About the Artist
Born in France at Champigne, Henri Lebasque became known as a painter who spread “joy and light” and for works that were intimate in subject matter and pleasing in color and form. He was in Paris in 1885, when he was age 20, and there he studied at the Ecole des Beaux Arts and with Léon Bonnat, focusing on portrait painting. Soon he was exhibiting at the Paris Salons and art society exhibitions. He also assisted Ferdinand Humbert with murals at the Pantheon.
Of special influence on him were his peers, many whom were revolutionary young painters such as ´Edouard Vuillard and Pierre Bonnard and who were part of Les Nabis, a group of student artists who banded together at the Académie Julian and asserted that art was personal expression and not something done by outside prescription.
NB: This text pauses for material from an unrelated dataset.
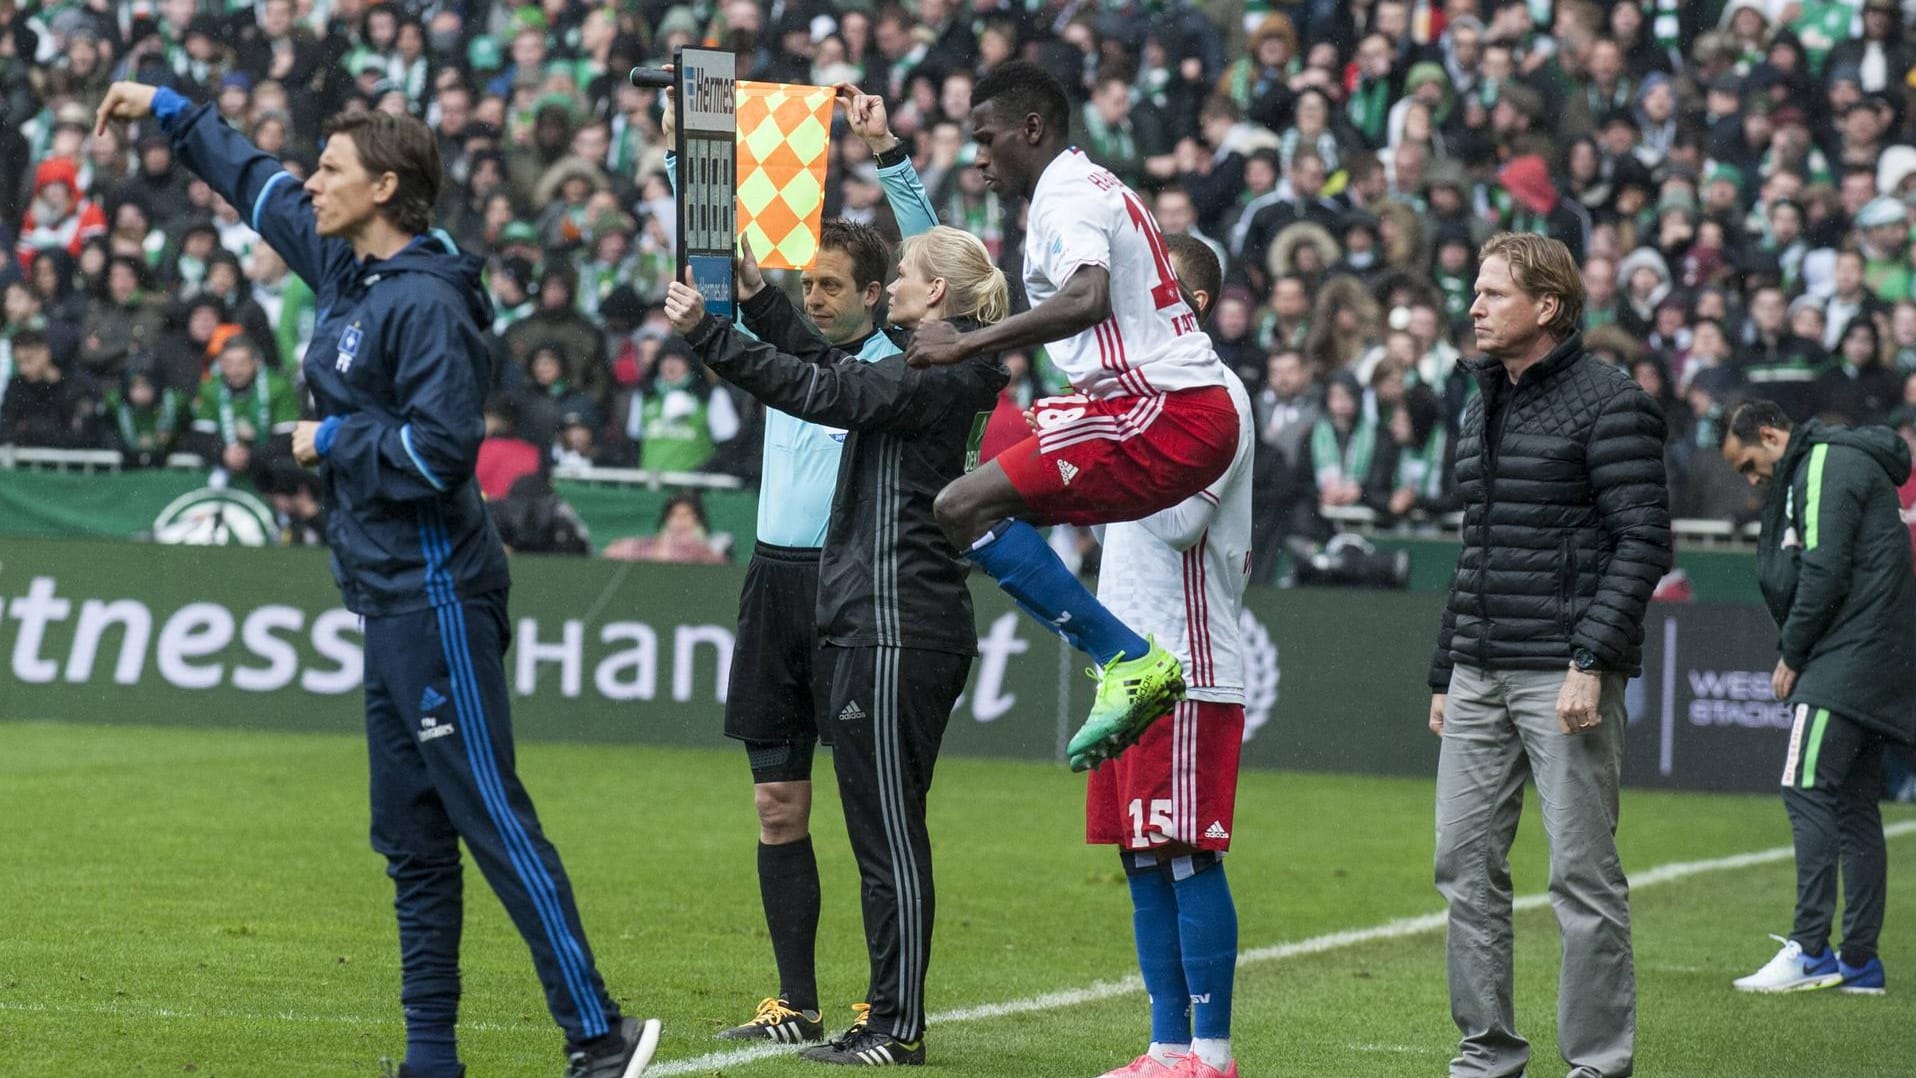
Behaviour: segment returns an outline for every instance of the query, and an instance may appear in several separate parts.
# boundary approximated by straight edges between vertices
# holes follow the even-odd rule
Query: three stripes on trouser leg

Another group that influenced Lebasque were the “Intimists”, which also included Vuillard and Bonnard, and which espoused the depiction of cozy domestic genre scenes with jarringly modernist use of line and color.
Lebasque, along with his friend Henri Matisse became a founding member in 1903 of the Salon d’Automne, whose exhibiting artists became known as Les Fauves (wild beasts) for their brash use of color and savage presentation of shapes. Lebasque adopted their flatness of shape and color but was more fluid in presentation than many of them.
In 1924, Lebasque moved to the French Riviera to the town of Le Cannet, and he and Bonnard painted there together, often sharing a model. He died there in 1937.
Museum collections include the Petit-Palais, Musée d’Art Moderne, Musée des Beaux Arts and the 1915 Panama-Pacific Exposition in San Francisco.